La crociata di Morris per il lavoro artigianale anziché industriale si va a legare sia a quella concezione dell’arte come forza liberatrice sia al suo impegno per l’avvento del socialismo. Il socialismo per Morris rappresenta l’aspetto positivo del suo sentimento di odio verso la civiltà moderna, a proposito della quale scriveva:

Devo parlare della speranza della sua distruzione? E nella sua sostituzione con il socialismo? Devo parlare del suo dispotismo? Del suo abuso di forza meccanica; della sua socialità tanto povera; dei nemici di questa socialità che sono i ricchi; della sua perfetta organizzazione, che è la miseria della vita? Del suo disprezzo per i piaceri semplici, che ognuno potrebbe godere se non fosse per la sua idiozia? Della cieca volgarità che ha distrutto l’arte, l’unico conforto del lavoro?

Mentre invece il socialismo era per Morris la vera poetica che unisce in essa tutte le più svariate questioni della quale egli si era occupato, dai tempi dell’influenza di Ruskin fino alla lotta contro il lavoro industriale. E la definzione che Morris dà del socialismo, a differenza di quella di architettura, non lascia molto spazio a fraintendimenti o a realizzazioni parziali:

In primo luogo dirò cosa intendo quando dico: essere un socialista, dato che questa parola, oggi, non esprime esattamente quello che significava dieci anni fa. Io intendo per socialismo una condizione della società nella quale non dovrebbero esserci né ricchi né poveri, né padroni né servi, né disoccupati né sovvracaricati di lavoro, né lavoratori intelletuali con il cervello esaurito, né lavoratori manuali col fisico rovinato; in altre parole, una società nella quale tutti gli uomini vivano in condizioni uguali e conducano la loro attività utilmente, con la piena coscienza che il danno di uno significa il danno di tutti: finalmente, la realizzazione del significato della parola commonwealth.

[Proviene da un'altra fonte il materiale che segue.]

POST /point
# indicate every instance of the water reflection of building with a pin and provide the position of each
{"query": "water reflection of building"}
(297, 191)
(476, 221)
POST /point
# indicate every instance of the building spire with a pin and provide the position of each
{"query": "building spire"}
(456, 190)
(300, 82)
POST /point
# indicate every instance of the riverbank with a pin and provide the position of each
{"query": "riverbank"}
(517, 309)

E nella realizzazione della parola commonwealth6 era di certo compresa anche la

sua idea di architettura, che a dispetto delle migliori intenzioni del Movimento Moderno, nessuno può dire che sia già stata realizzata.

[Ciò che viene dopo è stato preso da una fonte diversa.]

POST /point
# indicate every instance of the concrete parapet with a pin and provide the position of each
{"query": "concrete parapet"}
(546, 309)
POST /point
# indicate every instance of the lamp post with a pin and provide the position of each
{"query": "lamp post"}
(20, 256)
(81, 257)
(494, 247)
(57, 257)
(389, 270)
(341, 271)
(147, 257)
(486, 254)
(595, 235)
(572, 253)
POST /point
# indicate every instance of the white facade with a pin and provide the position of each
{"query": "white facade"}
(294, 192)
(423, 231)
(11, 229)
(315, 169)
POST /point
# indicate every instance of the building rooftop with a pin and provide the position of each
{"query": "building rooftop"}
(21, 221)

6 Il sostantivo inglese commonwealth risale al XV secolo. La frase originale common wealth o the common weal viene dal vecchio significato di wealth che è "benessere". Il termine letteralmente significa "benessere comune". Perciò in origine commonwealth indicava uno stato governato per il bene comune in opposizione ad uno stato autoritario, governato per il beneficio di una data classe di proprietari includendovi anche i despoti.